Samples are fabricated on silica substrates using electron beam lithography (20 kV, ZEP-resist), evaporation of 30 nm of Ag or Au, and subsequent liftoff. To obtain reasonable signal strength in ensemble transmission measurements, the antennas are arranged in dilute square arrays with a pitch of 1.75 μm. We measured transmittances over a huge spectral range of f = 50–500 THz (6 μm to 0.6 μm in wavelength) with polarization parallel to the antenna arms. This large range turned out to be required due to the inverse scaling of antenna fundamental frequency, and the length over which charge separation occurs40, 52. The large spectral range required three different setups. An Ocean Optics fiber-coupled grating spectrometer was used for the visible to near-infrared spectrum (f = 320–500 THz). In this setup, we use a fiber-coupled halogen lamp, and measured on sample areas of about 50 μm diameter.
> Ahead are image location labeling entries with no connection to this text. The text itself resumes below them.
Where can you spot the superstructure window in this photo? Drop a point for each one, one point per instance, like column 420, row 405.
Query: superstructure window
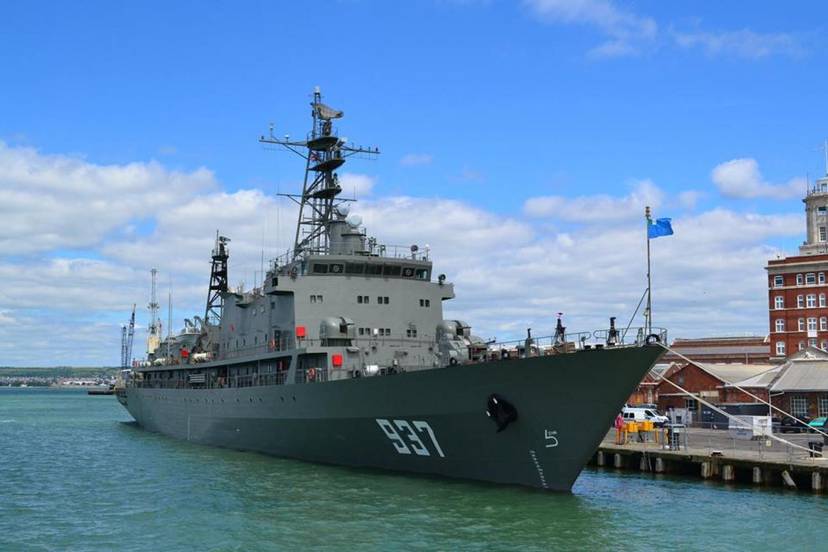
column 799, row 405
column 354, row 268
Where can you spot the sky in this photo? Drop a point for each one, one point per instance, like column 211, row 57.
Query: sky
column 520, row 140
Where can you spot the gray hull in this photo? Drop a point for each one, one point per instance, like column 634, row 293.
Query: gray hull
column 430, row 422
For lower frequency, we use Fourier transform infrared (FTIR) spectroscopy. To cover the range from 50 to 150 and 150 to 330 THz, we used NA = 0.4 reflective optics and a HgCdTe detector for the mid-IR, and transmissive optics with an InGaAs diode for the intermediate frequency range. We convert transmission T into effective extinction cross sections per antenna through σ ext(f) = (1 − T) · A cell, with A cell = 3.1 μm2 the unit cell area of our arrays.

Confocal PL setup

We measure the PL intensity and lifetime with a confocal microscope, the schematic of which is shown in Fig. 6(a). A pulsed diode laser with a wavelength of 650 nm and a repetition rate of 10 MHz (Picoquant, ps pulses) is used to excite the dye molecules. The emission to the substrate side is collected by an objective with NA = 1.4 and detected by an avalanche photodiode (APD) after passing a longpass filter at 680 nm. The APD (IdQuantique id100-20ULN) measures the PL intensity and lifetime based on time-correlated single photon counting (Becker & Hickl, DPC230).

Fluorescence analysis

Mathematically, suppose that we start with an emitter with nonradiative decay rate γ non and radiative decay rate γ r so that QY0 = γ r /(γ non  + γ r ). If we place this emitter in an environment which provides a local density of states change ρ tot of which the radiative part is ρ r , the change of rate of emission can be written as

$$\begin{array}{rcl}\frac{\gamma }{{\gamma }_{0}} & = & \frac{{\gamma }_{r}{\rho }_{tot}+{\gamma }_{non}}{{\gamma }_{r}+{\gamma }_{non}}\\ & = & 1+({\rho }_{tot}-\mathrm{1)}{{\rm{QY}}}_{0}\\ & \approx & \{\begin{array}{cc}{\rho }_{tot}, & {\rm{when}}\,{{\rm{QY}}}_{0}\approx 1\\ \mathrm{1,} & {\rm{when}}\,{{\rm{QY}}}_{0}\approx \mathrm{0,}\end{array}\end{array}$$
(10)

while the change of QY due to the antennas can be expressed as

$$\begin{array}{rcl}\frac{{\rm{QY}}}{{{\rm{QY}}}_{0}} & = & \frac{{\rho }_{r}{\gamma }_{r}}{{\rho }_{tot}{\gamma }_{r}+{\gamma }_{non}}\cdot \frac{{\gamma }_{r}+{\gamma }_{non}}{{\gamma }_{r}}\\ & = & \frac{{\rho }_{r}}{1+({\rho }_{tot}-\mathrm{1)}{{\rm{QY}}}_{0}}\\ & \approx & \{\begin{array}{cc}{\rho }_{r}/{\rho }_{tot}, & {\rm{when}}\,{{\rm{QY}}}_{0}\approx 1\\ {\rho }_{r}, & {\rm{when}}\,{{\rm{QY}}}_{0}\approx 0.\end{array}\end{array}$$
(11)

Comparing the PLE for the baked and unbaked sample results in

$$\begin{array}{rcl}\frac{{{\rm{PLE}}}^{{\rm{baked}}}}{{{\rm{PLE}}}^{{\rm{unbaked}}}} & = & \frac{1}{{\alpha }_{l}+{\alpha }_{h}}\cdot ({\alpha }_{l}{\rho }_{r}+\frac{{\alpha }_{h}{\rho }_{r}}{1+({\rho }_{tot}-\mathrm{1)}{{\rm{QY}}}_{0}^{h}})\cdot \frac{1+({\rho }_{tot}-\mathrm{1)}{{\rm{QY}}}_{0}^{h}}{{\rho }_{r}}\\ & \approx & \frac{{\alpha }_{l}\mathrm{(1}+({\rho }_{tot}-\mathrm{1)}{{\rm{QY}}}_{0}^{h})+{\alpha }_{h}}{{\alpha }_{l}+{\alpha }_{h}}\mathrm{.}\end{array}$$
(12)

where directivity and pump enhancement have dropped out.